Get more from renewables with seasonal, centralized H2 assets – Combined Cycle Journal

Get more from renewables with seasonal, centralized H2 assets

In a webinar August 12, experts from Mitsubishi Power Americas (MPA) shared a first-order long-term modeling exercise which showed that a centralized hydrogen storage facility and hydrogen-fueled prime movers can economically avoid having to curtail wind and solar energy in the Western Electricity Coordinating Council (WECC) and improve carbon footprint even further than a baseline case.

The modelers acknowledged this type of modeling is a challenge: “WECC has 6000 generating units,” one said. Also, as with all models and forecasts, there are numerous assumptions, including resource costs and electricity demand far into the future, policy frameworks to support decarbonization, and how much renewable energy would actually have to be curtailed.

The so-called “Green H2 Hub” includes massive underground salt caverns (Fig 1), capable of storing up to 150 GWh of hydrogen, produced by 1000 MW of electrolysis units during the winter/spring shoulder months, and available to burn in gas turbine/generators during summer peaks.

In 2050, the need for firm “green” capacity is evident (Fig 2), said the experts. The basic concept is a double bang for the buck—don’t waste carbon-free renewable megawatt-hours because of curtailments, and reduce emissions by burning renewables-derived hydrogen (so-called green hydrogen) instead of natural gas.

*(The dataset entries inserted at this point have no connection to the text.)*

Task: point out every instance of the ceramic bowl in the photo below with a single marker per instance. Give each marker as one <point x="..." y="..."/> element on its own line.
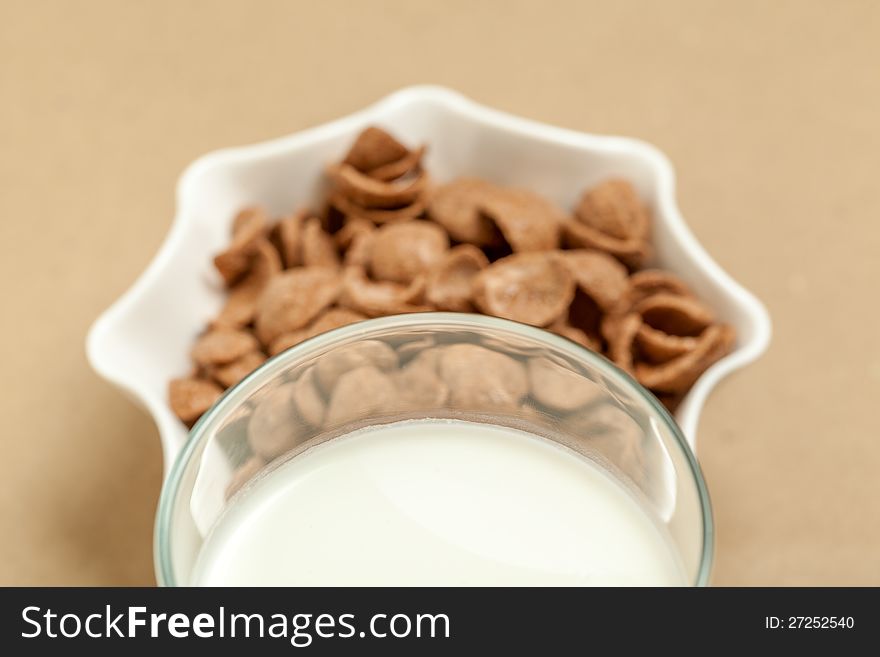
<point x="143" y="340"/>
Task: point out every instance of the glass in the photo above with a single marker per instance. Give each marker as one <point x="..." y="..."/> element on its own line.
<point x="573" y="396"/>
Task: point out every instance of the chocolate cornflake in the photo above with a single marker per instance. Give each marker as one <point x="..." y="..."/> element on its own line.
<point x="386" y="240"/>
<point x="533" y="288"/>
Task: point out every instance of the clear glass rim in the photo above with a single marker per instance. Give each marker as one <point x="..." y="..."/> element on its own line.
<point x="163" y="560"/>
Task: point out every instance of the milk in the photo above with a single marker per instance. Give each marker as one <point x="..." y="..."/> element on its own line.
<point x="434" y="503"/>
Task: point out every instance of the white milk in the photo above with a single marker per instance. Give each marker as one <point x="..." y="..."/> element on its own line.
<point x="437" y="502"/>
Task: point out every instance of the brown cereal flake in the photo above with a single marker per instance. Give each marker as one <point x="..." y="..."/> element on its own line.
<point x="249" y="227"/>
<point x="241" y="304"/>
<point x="374" y="148"/>
<point x="419" y="387"/>
<point x="528" y="221"/>
<point x="614" y="209"/>
<point x="190" y="397"/>
<point x="456" y="207"/>
<point x="275" y="427"/>
<point x="308" y="398"/>
<point x="566" y="330"/>
<point x="222" y="345"/>
<point x="533" y="288"/>
<point x="403" y="251"/>
<point x="243" y="474"/>
<point x="358" y="354"/>
<point x="679" y="374"/>
<point x="675" y="315"/>
<point x="407" y="164"/>
<point x="376" y="298"/>
<point x="328" y="320"/>
<point x="480" y="378"/>
<point x="599" y="276"/>
<point x="557" y="387"/>
<point x="649" y="282"/>
<point x="658" y="347"/>
<point x="370" y="193"/>
<point x="287" y="236"/>
<point x="620" y="332"/>
<point x="374" y="216"/>
<point x="318" y="249"/>
<point x="231" y="373"/>
<point x="360" y="393"/>
<point x="294" y="298"/>
<point x="450" y="283"/>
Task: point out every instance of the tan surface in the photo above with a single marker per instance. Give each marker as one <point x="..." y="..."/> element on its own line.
<point x="770" y="111"/>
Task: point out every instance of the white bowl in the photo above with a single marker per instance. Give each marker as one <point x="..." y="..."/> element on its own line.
<point x="144" y="339"/>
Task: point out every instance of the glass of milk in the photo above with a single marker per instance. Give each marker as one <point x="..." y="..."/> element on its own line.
<point x="430" y="450"/>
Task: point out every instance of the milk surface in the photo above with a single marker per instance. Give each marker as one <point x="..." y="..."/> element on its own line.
<point x="434" y="503"/>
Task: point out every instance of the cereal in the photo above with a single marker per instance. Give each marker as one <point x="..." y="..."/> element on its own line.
<point x="658" y="347"/>
<point x="648" y="282"/>
<point x="231" y="373"/>
<point x="398" y="168"/>
<point x="557" y="387"/>
<point x="318" y="249"/>
<point x="598" y="275"/>
<point x="328" y="320"/>
<point x="274" y="426"/>
<point x="533" y="288"/>
<point x="356" y="236"/>
<point x="480" y="378"/>
<point x="620" y="331"/>
<point x="241" y="305"/>
<point x="248" y="227"/>
<point x="528" y="221"/>
<point x="614" y="209"/>
<point x="403" y="251"/>
<point x="611" y="218"/>
<point x="308" y="398"/>
<point x="376" y="298"/>
<point x="370" y="193"/>
<point x="450" y="283"/>
<point x="353" y="210"/>
<point x="222" y="345"/>
<point x="287" y="236"/>
<point x="292" y="299"/>
<point x="386" y="240"/>
<point x="190" y="397"/>
<point x="456" y="207"/>
<point x="366" y="352"/>
<point x="680" y="373"/>
<point x="374" y="148"/>
<point x="360" y="393"/>
<point x="610" y="431"/>
<point x="245" y="472"/>
<point x="566" y="330"/>
<point x="675" y="315"/>
<point x="418" y="386"/>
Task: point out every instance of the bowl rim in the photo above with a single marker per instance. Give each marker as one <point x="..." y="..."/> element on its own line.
<point x="104" y="363"/>
<point x="162" y="553"/>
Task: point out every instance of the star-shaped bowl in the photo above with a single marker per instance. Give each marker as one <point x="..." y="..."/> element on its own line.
<point x="143" y="340"/>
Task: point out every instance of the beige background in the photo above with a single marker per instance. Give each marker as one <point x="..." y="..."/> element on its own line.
<point x="770" y="111"/>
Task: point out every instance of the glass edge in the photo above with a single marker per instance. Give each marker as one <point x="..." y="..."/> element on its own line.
<point x="163" y="561"/>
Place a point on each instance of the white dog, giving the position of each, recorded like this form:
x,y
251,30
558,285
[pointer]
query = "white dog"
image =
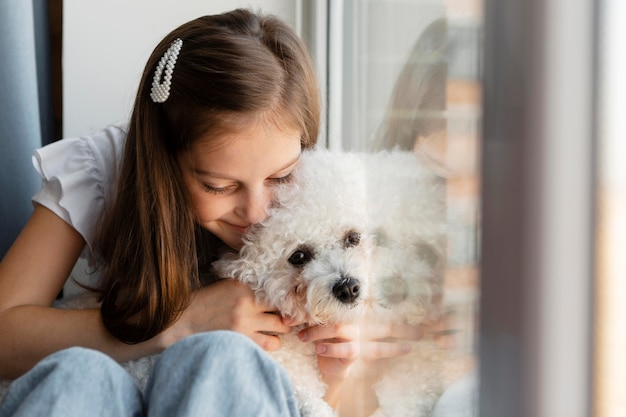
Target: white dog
x,y
310,260
407,214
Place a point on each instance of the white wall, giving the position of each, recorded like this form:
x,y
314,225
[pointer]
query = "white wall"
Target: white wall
x,y
106,44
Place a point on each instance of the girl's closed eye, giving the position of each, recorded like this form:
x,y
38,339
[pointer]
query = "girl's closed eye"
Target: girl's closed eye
x,y
282,180
217,190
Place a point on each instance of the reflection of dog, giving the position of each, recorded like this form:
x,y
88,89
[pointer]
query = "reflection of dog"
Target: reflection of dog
x,y
310,260
407,215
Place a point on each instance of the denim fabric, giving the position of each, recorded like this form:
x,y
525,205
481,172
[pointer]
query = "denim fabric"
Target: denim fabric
x,y
218,373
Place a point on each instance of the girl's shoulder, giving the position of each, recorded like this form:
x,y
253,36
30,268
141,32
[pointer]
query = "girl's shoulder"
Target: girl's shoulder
x,y
79,176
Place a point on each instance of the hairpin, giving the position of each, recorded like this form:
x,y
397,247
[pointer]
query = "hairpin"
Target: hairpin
x,y
161,89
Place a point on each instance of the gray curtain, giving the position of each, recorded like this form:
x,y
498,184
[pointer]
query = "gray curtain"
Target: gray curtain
x,y
26,118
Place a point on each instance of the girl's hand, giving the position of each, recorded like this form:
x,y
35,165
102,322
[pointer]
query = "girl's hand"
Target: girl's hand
x,y
337,347
228,305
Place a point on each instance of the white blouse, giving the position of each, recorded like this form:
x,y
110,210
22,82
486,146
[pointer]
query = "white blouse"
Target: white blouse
x,y
79,176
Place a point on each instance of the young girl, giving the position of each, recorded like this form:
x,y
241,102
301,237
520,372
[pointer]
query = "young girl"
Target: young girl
x,y
225,106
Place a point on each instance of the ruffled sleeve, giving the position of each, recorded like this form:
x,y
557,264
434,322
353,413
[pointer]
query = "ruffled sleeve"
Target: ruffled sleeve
x,y
79,176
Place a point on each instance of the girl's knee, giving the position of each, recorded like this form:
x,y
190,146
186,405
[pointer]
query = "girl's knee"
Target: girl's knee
x,y
222,342
82,364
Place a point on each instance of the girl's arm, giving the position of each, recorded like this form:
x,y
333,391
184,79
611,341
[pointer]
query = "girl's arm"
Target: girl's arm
x,y
33,273
31,276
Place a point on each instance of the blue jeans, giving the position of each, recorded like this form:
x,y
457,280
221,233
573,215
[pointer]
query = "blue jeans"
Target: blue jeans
x,y
217,373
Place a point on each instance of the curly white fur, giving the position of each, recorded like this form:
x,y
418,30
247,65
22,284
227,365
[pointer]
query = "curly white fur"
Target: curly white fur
x,y
321,215
395,205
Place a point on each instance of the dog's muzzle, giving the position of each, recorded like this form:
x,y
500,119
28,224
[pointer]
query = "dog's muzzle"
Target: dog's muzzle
x,y
347,290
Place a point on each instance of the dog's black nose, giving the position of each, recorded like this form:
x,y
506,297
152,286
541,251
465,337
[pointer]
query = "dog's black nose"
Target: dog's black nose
x,y
347,290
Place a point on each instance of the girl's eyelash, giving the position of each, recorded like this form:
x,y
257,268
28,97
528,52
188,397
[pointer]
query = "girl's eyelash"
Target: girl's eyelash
x,y
223,190
214,190
282,180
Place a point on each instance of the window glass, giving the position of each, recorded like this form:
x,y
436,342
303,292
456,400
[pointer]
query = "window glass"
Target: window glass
x,y
410,81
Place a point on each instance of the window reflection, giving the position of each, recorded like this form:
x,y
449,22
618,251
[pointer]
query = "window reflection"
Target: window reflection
x,y
432,109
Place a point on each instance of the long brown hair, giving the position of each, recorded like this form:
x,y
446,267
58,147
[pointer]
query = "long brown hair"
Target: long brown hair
x,y
233,68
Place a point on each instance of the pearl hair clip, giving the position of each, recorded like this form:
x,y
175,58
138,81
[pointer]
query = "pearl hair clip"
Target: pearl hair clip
x,y
161,89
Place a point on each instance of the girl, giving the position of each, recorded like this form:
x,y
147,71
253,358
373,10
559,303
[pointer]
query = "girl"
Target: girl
x,y
225,105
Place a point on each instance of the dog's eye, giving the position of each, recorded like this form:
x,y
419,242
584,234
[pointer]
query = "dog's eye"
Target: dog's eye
x,y
300,257
352,239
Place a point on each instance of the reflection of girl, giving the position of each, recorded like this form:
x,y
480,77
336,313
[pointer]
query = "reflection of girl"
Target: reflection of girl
x,y
416,120
417,104
225,106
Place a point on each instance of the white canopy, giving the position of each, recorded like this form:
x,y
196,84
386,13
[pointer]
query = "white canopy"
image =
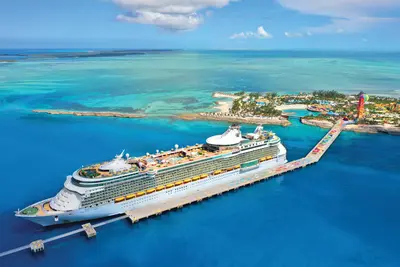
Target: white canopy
x,y
232,136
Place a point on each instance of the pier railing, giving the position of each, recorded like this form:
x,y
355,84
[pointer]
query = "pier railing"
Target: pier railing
x,y
158,208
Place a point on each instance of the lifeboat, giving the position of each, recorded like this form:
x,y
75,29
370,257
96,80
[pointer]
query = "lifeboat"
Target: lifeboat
x,y
119,199
217,172
130,196
160,187
139,194
178,183
151,190
195,178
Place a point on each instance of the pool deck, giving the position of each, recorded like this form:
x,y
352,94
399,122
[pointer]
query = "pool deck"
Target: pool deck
x,y
156,209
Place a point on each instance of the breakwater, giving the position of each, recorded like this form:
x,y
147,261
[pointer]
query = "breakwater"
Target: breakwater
x,y
90,113
158,208
228,117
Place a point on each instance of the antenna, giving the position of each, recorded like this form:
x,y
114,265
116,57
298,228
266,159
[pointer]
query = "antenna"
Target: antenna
x,y
120,155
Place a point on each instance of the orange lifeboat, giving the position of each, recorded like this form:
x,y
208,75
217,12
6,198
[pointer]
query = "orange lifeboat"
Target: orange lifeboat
x,y
160,187
119,199
130,196
178,183
151,190
139,194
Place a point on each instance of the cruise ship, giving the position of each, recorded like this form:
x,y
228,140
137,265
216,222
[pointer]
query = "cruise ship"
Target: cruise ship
x,y
126,183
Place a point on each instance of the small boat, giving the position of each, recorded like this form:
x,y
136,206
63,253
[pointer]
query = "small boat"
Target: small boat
x,y
130,196
119,199
217,172
139,194
160,187
178,183
151,190
169,185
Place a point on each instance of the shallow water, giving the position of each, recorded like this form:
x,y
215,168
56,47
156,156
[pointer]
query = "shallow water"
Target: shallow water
x,y
342,211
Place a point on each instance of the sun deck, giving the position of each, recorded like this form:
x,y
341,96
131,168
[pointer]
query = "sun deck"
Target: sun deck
x,y
177,156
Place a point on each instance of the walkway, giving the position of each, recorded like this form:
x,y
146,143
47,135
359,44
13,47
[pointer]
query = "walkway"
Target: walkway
x,y
155,209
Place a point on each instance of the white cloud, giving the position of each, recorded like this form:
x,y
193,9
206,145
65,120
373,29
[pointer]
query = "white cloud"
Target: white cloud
x,y
176,22
260,33
293,34
176,15
346,15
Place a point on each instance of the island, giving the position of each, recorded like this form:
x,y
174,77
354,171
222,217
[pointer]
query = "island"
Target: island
x,y
90,113
362,113
250,108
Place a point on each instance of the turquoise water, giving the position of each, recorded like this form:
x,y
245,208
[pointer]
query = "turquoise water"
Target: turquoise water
x,y
178,82
342,211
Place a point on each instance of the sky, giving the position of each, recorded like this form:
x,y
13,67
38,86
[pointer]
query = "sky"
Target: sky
x,y
201,24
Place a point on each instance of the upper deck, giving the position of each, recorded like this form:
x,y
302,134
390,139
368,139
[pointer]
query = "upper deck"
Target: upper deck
x,y
121,165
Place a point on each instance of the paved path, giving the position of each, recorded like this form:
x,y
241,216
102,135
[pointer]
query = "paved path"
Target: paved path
x,y
155,209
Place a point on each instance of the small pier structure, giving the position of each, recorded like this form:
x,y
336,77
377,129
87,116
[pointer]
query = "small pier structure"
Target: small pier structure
x,y
89,230
37,246
158,208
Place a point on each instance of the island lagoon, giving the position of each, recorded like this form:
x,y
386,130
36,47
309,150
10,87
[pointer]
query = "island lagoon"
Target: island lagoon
x,y
339,212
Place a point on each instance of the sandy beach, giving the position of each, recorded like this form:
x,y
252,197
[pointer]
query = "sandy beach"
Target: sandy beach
x,y
89,113
291,106
223,106
235,119
388,129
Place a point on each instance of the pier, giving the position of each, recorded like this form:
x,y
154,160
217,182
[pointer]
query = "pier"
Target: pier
x,y
158,208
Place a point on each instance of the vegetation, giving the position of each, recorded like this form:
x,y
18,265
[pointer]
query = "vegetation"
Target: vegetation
x,y
242,93
328,95
240,106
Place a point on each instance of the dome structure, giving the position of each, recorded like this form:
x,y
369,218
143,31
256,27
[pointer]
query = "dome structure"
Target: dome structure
x,y
232,136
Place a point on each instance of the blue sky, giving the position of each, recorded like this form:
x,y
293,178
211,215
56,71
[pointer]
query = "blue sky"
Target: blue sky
x,y
201,24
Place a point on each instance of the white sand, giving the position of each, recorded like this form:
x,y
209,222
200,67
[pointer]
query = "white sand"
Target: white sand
x,y
223,106
292,106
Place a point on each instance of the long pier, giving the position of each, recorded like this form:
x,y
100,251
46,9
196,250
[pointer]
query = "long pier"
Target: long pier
x,y
158,208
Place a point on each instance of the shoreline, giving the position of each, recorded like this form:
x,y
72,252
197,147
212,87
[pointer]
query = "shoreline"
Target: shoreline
x,y
371,129
89,113
223,106
292,106
226,118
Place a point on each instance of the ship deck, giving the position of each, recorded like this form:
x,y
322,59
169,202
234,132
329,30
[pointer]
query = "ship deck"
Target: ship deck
x,y
162,160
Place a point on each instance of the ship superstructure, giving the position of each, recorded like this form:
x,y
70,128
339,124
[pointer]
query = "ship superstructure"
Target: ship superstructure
x,y
125,182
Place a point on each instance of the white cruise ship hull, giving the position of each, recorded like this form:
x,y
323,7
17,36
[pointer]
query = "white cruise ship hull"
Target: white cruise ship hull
x,y
111,209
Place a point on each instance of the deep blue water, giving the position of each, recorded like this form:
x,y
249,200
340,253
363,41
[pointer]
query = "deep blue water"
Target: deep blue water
x,y
341,212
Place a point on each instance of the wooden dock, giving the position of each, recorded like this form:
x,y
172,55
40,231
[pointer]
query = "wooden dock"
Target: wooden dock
x,y
158,208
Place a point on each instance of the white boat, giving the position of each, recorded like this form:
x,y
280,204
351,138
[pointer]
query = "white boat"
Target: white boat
x,y
126,183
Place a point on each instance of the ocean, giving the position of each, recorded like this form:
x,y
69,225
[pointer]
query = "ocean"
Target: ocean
x,y
342,211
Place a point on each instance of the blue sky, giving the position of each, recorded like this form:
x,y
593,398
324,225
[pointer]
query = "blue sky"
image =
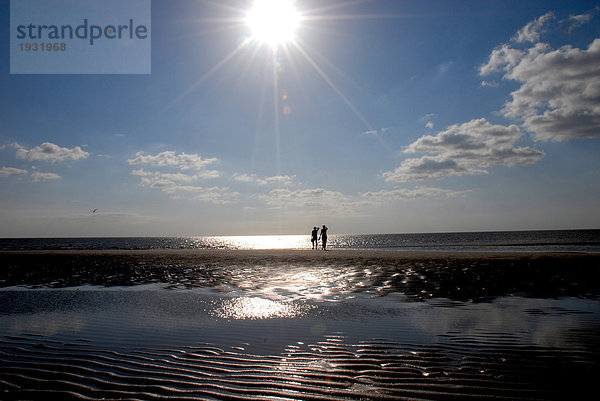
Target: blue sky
x,y
379,117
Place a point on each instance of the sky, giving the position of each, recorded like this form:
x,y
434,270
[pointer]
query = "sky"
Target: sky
x,y
383,116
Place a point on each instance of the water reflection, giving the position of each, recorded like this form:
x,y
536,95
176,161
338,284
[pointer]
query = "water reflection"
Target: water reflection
x,y
258,308
257,242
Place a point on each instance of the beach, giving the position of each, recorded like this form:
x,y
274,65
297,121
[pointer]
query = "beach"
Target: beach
x,y
298,324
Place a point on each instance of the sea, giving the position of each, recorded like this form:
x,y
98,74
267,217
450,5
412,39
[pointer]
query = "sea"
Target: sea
x,y
587,241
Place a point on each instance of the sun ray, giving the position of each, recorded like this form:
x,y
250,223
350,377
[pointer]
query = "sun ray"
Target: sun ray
x,y
210,72
332,85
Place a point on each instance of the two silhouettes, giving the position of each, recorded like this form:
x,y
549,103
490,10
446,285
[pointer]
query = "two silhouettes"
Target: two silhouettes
x,y
322,237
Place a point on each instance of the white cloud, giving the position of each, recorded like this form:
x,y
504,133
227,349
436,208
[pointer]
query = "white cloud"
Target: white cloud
x,y
50,152
464,149
533,30
376,131
7,171
253,178
410,194
179,177
181,161
304,198
559,97
575,21
38,176
179,186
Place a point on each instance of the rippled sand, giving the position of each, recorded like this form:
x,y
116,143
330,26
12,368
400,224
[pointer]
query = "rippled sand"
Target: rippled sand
x,y
298,325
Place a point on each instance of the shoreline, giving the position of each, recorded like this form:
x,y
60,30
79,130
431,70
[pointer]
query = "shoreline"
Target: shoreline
x,y
417,274
330,253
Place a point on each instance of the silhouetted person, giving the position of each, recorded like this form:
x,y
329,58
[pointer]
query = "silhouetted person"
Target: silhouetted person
x,y
313,237
323,236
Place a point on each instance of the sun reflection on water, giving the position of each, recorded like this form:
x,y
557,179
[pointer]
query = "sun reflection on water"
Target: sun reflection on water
x,y
259,308
261,242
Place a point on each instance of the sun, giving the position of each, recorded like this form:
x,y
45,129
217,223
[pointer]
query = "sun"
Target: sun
x,y
273,21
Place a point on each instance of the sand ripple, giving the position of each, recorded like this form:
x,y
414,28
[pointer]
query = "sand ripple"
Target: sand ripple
x,y
32,367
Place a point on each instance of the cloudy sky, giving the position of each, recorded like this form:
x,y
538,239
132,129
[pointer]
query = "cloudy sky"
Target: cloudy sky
x,y
379,116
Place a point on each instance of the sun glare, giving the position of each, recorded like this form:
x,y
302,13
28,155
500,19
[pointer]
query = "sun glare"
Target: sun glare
x,y
273,21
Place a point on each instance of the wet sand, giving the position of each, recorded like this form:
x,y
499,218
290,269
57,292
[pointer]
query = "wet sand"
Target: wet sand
x,y
301,324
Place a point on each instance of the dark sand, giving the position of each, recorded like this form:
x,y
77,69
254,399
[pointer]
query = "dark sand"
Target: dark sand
x,y
298,324
418,275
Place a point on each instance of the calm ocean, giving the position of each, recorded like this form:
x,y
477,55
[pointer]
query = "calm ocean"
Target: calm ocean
x,y
516,241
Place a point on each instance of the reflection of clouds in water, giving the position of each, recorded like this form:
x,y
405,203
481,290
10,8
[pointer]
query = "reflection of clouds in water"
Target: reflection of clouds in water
x,y
509,320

This long-term storage concept was distinguished from short-term storage using battery-based systems, although MPA also supplies battery systems.

The model also showed that overbuilding wind to solar was optimum.

The Q&A session illuminated these points:

    • The well-known (among utilities) Plexis cost model was used, not an in-house model.
    • In addition to underground caverns, pipeline packing (increasing pipeline pressure) and “bullet” storage (pressurized vessels) can also be considered, but were not here.
    • Only powerplants were considered as off-takers, not transportation or industrial facilities as shown in Fig 1.
    • Mitsubishi is targeting 2040 when its turbine/generators are capable of 100% hydrogen firing.
    • The capacity factors of the turbine units varied between 28% and 45% in WECC but would not necessarily apply to other regions.
    • Though there is no agreed-upon definition, long-term storage has typically been considered as 12 hours or more but is evolving to 100 hours or more.

MPA also took the opportunity to highlight recent accomplishments and projects, including the Advanced Clean Energy Project in Utah, in collaboration with Magnum Development, based on the green hydrogen hub concept; adding 200 MW of battery storage to the Texas grid; J-Power’s 1200-MW Jackson Generating Station in Illinois, a 2 × 1 J-class combined cycle said to be among the world’s most efficient power producers and lowest carbon emitters; and the addition of J-class gas turbines at the coal-fired Intermountain Power Plant in Delta, Utah, which will be an off-taker of hydrogen from the Magnum/Mitsubishi storage facility.